Les trois personnages vont fuir dans une course à travers les Etats-Unis qui doit les amener à franchir la frontière. Si Ruddy Torrento surnommé Crâne de Tarte en raison de sa tête aplatie, est une brute primaire mais dangereuse, marquée par une enfance aux mains de tortionnaires, Doc représente le cerveau. Il est réfléchi, intelligent, chanceux et sympathique et sait utiliser ses qualités pour gagner les gens à sa cause, endormir la méfiance. Il est très amoureux de sa femme et réciproquement; Carol n'a pas plus de scrupules que lui lorsqu'il s'agit de se débarrasser de ceux qui les gênent. Mais la méfiance va naître entre eux et ils vont arriver à avoir peur l'un de l'autre.
L'auteur témoigne d'une grande maîtrise d'écriture, en particulier, pour ne citer qu'une scène, lorsque Carol, obligée de se cacher dans une caverne, pénètre dans un boyau rocheux, long et étroit, et doit y demeurer, allongée, pendant quarante-huit heures dans une obscurité totale. Elle est alors en proie - et le lecteur avec elle- à une crise de panique insurmontable. Le style est si précis, si violent, faisant appel à tout le vocabulaire des sens, que nous sommes plongés dans l'angoisse, suffoquant comme si nous étions enfermée vivants dans un cercueil dont il serait impossible de soulever le couvercle.

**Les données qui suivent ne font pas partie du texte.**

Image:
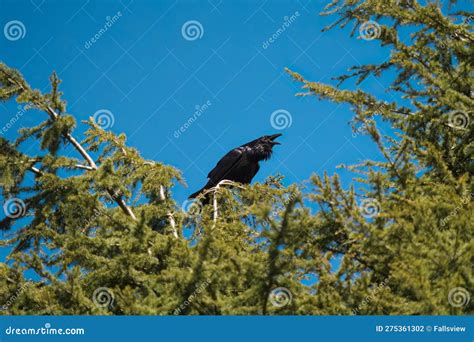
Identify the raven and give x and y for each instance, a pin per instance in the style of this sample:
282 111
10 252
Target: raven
241 164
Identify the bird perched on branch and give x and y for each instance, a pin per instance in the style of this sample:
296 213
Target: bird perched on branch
241 164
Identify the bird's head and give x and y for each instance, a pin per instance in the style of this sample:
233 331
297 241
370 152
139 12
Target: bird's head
264 146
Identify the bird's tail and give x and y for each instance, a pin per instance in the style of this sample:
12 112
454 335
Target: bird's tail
196 194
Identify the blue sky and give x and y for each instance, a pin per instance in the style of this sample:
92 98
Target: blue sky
151 78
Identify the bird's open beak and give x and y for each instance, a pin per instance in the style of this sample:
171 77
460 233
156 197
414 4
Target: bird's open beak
273 137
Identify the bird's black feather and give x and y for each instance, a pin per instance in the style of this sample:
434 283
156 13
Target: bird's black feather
240 164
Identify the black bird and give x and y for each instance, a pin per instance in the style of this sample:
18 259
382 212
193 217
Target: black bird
241 164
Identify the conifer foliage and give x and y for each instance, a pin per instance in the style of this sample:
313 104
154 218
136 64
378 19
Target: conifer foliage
92 228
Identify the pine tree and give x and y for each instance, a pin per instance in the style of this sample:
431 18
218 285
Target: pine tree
100 233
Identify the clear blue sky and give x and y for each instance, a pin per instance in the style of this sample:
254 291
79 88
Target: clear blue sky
151 78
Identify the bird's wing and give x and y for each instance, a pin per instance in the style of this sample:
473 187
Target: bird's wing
226 164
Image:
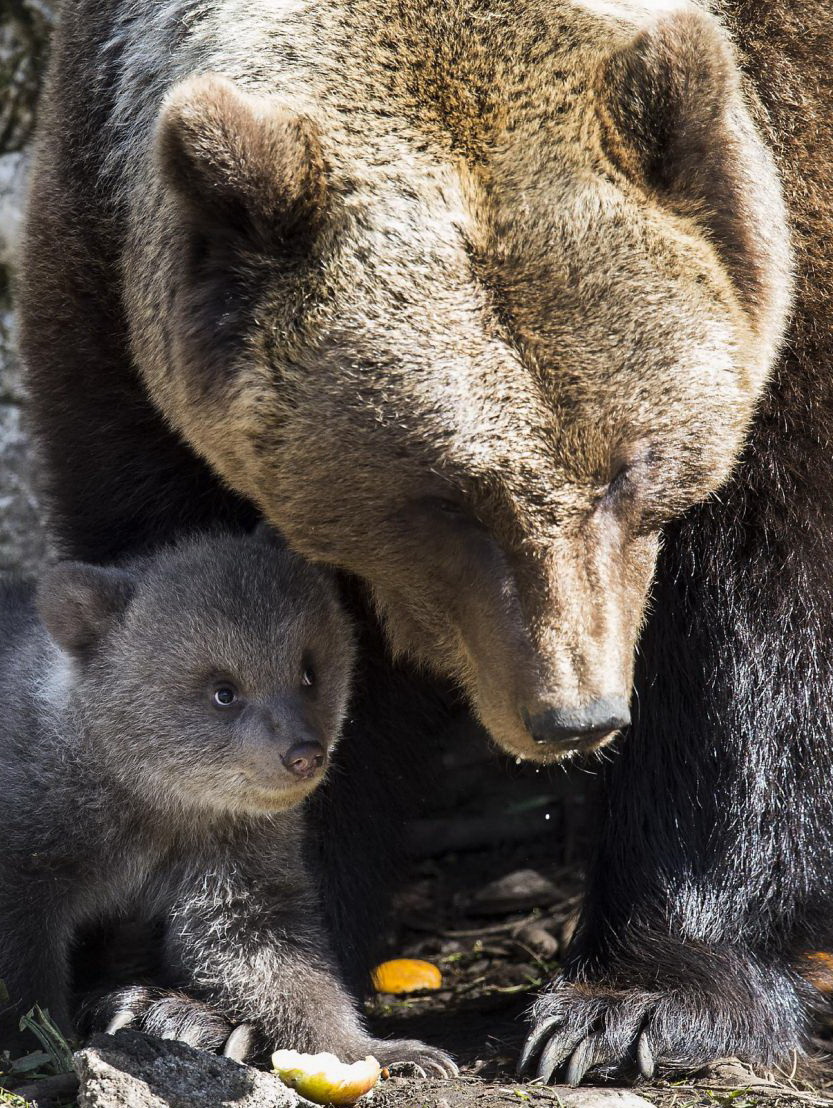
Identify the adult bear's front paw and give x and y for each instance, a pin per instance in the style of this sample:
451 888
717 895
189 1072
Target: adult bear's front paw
604 1028
411 1055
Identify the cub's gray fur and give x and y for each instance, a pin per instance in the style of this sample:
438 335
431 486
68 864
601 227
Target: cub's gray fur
162 724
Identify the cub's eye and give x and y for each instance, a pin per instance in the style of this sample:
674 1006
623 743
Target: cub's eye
225 696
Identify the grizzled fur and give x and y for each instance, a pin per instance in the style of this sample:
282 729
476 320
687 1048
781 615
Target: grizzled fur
473 300
130 789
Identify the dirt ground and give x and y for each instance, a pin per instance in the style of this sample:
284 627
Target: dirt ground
491 899
494 913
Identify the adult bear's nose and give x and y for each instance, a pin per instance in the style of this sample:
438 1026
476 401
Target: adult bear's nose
305 759
578 727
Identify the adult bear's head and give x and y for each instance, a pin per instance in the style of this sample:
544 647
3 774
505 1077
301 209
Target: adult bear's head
472 316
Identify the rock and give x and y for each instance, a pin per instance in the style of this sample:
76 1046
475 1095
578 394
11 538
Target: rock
515 892
133 1070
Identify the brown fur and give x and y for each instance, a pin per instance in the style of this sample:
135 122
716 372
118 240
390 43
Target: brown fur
542 274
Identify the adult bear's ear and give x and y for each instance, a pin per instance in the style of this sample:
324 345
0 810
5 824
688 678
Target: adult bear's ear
79 603
676 121
243 162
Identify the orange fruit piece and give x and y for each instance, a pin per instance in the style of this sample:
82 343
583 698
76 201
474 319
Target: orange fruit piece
819 972
405 975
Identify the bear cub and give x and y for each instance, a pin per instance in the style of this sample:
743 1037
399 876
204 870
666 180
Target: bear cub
163 722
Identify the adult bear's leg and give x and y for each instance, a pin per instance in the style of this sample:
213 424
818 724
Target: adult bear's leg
115 478
715 871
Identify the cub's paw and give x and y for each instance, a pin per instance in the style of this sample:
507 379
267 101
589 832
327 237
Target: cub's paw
582 1028
411 1057
172 1015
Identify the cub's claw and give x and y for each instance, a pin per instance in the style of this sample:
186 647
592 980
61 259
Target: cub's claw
239 1043
164 1014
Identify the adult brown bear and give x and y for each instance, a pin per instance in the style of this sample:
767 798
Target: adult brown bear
471 298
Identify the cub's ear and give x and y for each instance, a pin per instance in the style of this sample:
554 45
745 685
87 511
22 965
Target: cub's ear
79 603
242 161
675 119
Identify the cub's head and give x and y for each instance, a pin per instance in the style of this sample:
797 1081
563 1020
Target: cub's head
477 338
214 675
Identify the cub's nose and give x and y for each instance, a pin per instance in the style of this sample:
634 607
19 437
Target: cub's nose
578 727
305 759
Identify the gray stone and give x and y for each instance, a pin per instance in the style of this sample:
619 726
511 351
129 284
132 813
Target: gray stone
132 1070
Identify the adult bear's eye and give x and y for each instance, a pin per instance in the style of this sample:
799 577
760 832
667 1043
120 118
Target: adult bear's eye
225 696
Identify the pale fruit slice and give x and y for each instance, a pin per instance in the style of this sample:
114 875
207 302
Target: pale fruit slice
405 975
324 1078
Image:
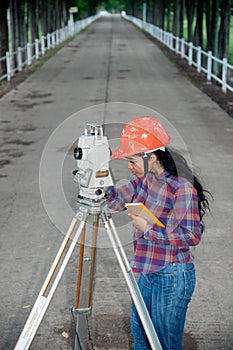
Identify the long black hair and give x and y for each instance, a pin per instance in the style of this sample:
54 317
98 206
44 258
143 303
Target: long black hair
177 165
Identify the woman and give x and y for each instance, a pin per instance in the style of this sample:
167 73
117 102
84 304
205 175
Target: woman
167 186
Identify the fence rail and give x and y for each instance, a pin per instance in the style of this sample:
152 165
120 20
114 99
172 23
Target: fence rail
16 61
204 61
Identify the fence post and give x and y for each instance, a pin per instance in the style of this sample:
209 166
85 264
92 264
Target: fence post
177 44
29 54
190 53
199 59
57 37
209 65
224 75
8 65
171 41
48 41
37 51
182 48
42 45
19 59
53 40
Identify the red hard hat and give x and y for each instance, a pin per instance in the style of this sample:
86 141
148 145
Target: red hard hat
141 135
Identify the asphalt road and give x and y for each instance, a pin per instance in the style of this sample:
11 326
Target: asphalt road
109 74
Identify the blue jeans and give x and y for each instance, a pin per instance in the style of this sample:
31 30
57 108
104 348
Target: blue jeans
167 294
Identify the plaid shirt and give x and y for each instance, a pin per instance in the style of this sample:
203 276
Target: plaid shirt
173 200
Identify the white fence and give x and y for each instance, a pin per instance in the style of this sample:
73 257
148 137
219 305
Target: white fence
202 60
24 56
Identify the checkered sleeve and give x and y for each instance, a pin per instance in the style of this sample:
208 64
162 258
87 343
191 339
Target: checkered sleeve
183 222
117 197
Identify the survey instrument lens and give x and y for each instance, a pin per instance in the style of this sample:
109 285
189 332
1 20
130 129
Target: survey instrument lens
93 155
78 153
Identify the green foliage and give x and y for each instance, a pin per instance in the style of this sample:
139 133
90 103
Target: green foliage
112 6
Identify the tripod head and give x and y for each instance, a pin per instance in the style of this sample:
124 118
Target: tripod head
93 173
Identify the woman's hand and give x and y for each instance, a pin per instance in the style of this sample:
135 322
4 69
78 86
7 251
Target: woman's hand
139 222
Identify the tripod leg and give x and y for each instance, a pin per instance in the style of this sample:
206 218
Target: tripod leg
93 251
42 301
80 268
132 284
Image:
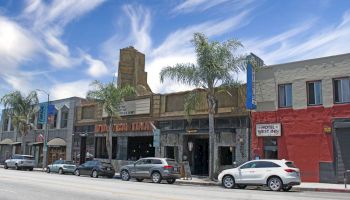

La plus grande partie du roman est très réaliste mais finit en fable : Le manipulateur sera manipulé, trouvera plus fort que lui et recevra le juste châtiment. Ainsi, le couple Mac Coy parviendra à atteindre un pays sur lequel règne un tyran qui les oblige à dépenser toute leur fortune pour lui, les déshumanise toujours un peu plus, jusqu'au moment où, ruinés, ils finiront par être rejetés et détruits. Vision d'une société avide de profit, qui ne s'intéresse qu'aux riches, qui exploite les individus, les pousse à la consommation avant de les consommer eux-mêmes quand ils n'ont plus de raison d'être! Vous avez dit... Capitalisme?